The protein encoded by the CHST11 gene belongs to the sulfotransferase 2 family. A chromosomal translocation, t(12;14)(q23;q32), involving this gene and IgH has been reported in a patient with B cell chronic lymphocytic leukemia34. Furthermore the protein is a negative marker of renal and urothelial cancer50. TMEM200A is predicted to be an integral component of the membrane, but its detailed function is still unknown.

The protein encoded by the CADM2 gene belongs to the synaptic cell adhesion molecule 1 (SynCAM) family, which is part of the immunoglobulin superfamily51. It has a cytosolic binding site for members of the protein 4.1 family, known to interact with cytoskeletal proteins. Variants in the CADM2 gene are associated with post-bronchodilator FEV1 and FEV1/FVC ratio, alcohol consumption, general risk-taking tendency and adventurousness, and BMI52,53,54.

Strengths and limitations

The major strength of our GWAS is that it was based upon a prospective population-based cohort study of PCS with deep phenotyping of participants. Although the PCS scores used in our study drew upon patient self-reports, clinical characteristics of study participants, including laboratory measurements, vital signs, lung function, neurological testing, and echocardiography are available for possible follow-up analyses.

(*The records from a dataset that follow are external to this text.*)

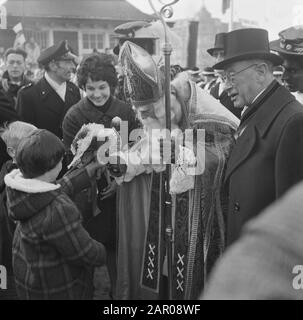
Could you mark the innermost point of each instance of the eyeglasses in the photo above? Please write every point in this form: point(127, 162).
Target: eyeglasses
point(230, 76)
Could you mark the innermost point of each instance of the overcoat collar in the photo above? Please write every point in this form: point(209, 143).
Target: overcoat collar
point(257, 127)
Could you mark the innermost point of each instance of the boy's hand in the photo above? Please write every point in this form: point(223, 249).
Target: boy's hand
point(117, 169)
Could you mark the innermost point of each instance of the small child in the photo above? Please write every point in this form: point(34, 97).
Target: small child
point(53, 255)
point(11, 134)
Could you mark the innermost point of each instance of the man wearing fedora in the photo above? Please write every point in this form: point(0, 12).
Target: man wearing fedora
point(45, 103)
point(290, 47)
point(268, 155)
point(218, 90)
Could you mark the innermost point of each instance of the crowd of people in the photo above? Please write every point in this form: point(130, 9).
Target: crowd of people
point(84, 176)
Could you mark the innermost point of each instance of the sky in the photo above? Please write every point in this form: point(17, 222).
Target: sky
point(273, 15)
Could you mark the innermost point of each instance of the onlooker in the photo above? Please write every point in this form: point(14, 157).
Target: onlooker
point(11, 135)
point(33, 52)
point(7, 114)
point(45, 103)
point(14, 78)
point(98, 78)
point(278, 74)
point(210, 78)
point(53, 255)
point(268, 155)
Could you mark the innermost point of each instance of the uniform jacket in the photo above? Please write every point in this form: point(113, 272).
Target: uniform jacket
point(11, 90)
point(266, 160)
point(225, 100)
point(40, 105)
point(53, 256)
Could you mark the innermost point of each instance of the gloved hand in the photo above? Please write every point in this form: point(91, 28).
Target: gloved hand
point(117, 168)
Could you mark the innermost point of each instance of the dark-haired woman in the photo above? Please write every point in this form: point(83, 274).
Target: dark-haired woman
point(97, 77)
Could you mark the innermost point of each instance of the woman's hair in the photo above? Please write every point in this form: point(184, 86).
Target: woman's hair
point(97, 67)
point(39, 153)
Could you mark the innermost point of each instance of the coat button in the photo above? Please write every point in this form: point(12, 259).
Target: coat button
point(236, 207)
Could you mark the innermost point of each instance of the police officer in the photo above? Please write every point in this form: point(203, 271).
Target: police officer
point(290, 47)
point(45, 103)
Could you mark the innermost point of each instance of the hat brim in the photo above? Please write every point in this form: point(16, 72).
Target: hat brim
point(274, 58)
point(275, 46)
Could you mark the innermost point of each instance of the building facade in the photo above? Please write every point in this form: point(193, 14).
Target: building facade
point(86, 24)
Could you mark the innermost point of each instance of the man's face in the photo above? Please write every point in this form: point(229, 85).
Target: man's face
point(293, 74)
point(240, 82)
point(153, 115)
point(98, 92)
point(15, 65)
point(64, 69)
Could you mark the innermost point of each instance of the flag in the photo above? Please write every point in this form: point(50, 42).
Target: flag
point(225, 5)
point(20, 38)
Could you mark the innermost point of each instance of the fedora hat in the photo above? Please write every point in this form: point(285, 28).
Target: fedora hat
point(219, 43)
point(290, 41)
point(246, 44)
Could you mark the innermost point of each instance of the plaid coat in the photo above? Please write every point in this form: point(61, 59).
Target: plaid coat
point(53, 255)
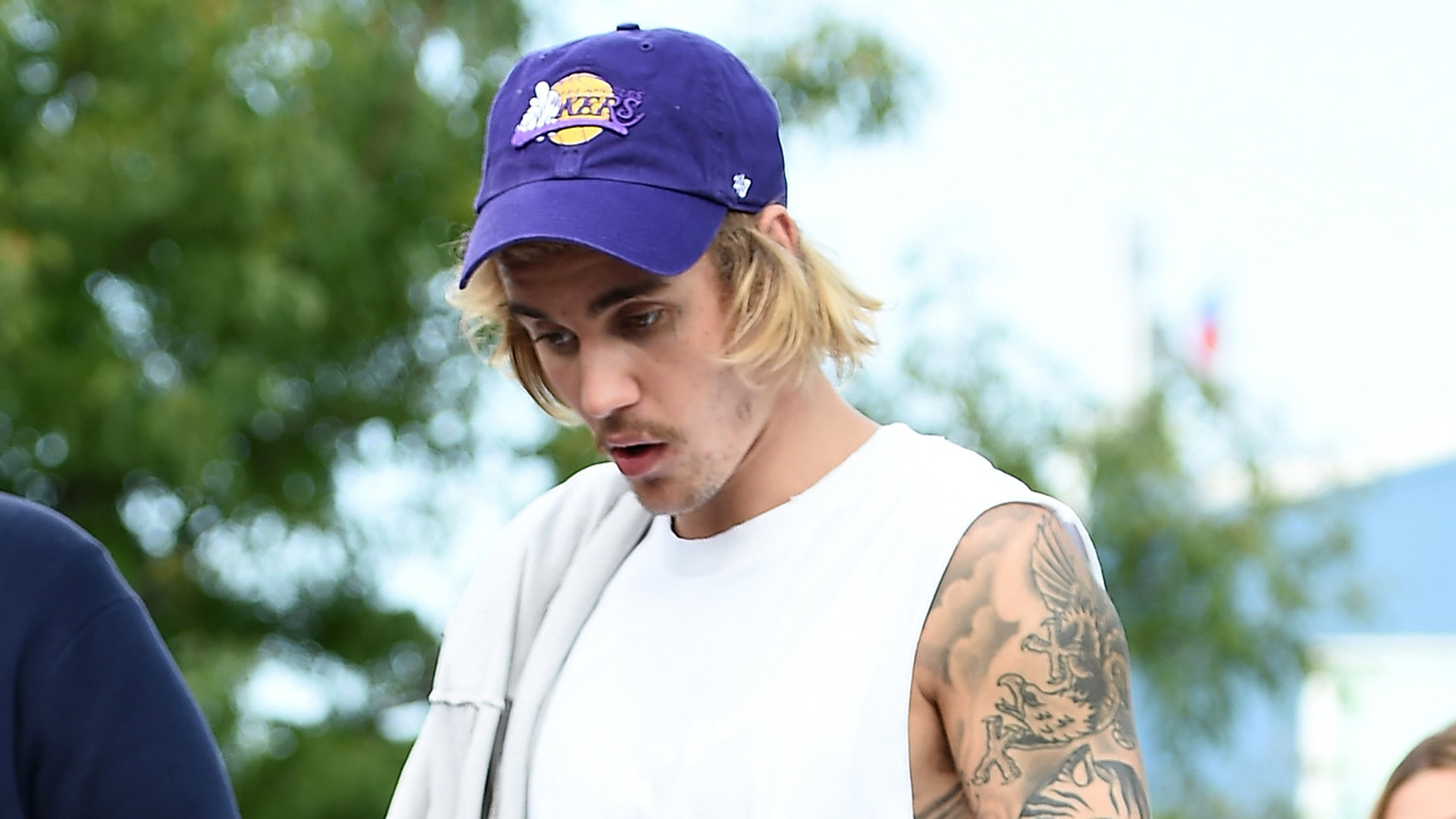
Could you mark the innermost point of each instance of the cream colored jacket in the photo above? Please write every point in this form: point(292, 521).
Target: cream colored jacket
point(506, 643)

Compared to GWAS of other complex human phenotypes, the sample size of the present study (maximum n = 2,216) was modest, which may have resulted in limited power to detect weak to moderate genetic effects. However, by lowering the significance level accordingly, we aimed to reduce the risk of false negative results to a level that, we believe, ensured that clinically and biologically truly significant associations were unlikely to have been missed. Indeed, inspection of the PCS score-specific QQ plots obtained in the three GWAS reveals that an enrichment of such associations is conceivable at least for the acute severity-sensitive PCS-S score (Supplementary Fig. 4).

Conclusions

We found various SNPs to be potentially associated with PCS severity, first and foremost variants in the olfactory receptor gene region. Impairment of smell and taste is a pathognomonic feature of both, acute COVID-19 and PCS, and our results suggest that this connection may have a genetic basis. Three other genotype-phenotype associations pointed towards an association between PCS and cellular virus repression (CHD6), activation of macrophages (SLC7A2) and the release of virus particles from infected cells (ARHGAP44). All other gene regions highlighted by our GWAS, however, did not relate to pathophysiological processes currently discussed for PCS. Therefore, and because the genotype-phenotype associations observed in our GWAS were generally not very strong, the complexity of the genetic background of PCS and its sub-domains appears to be rather high, and thus comparable to that of many other multifactorial traits in humans.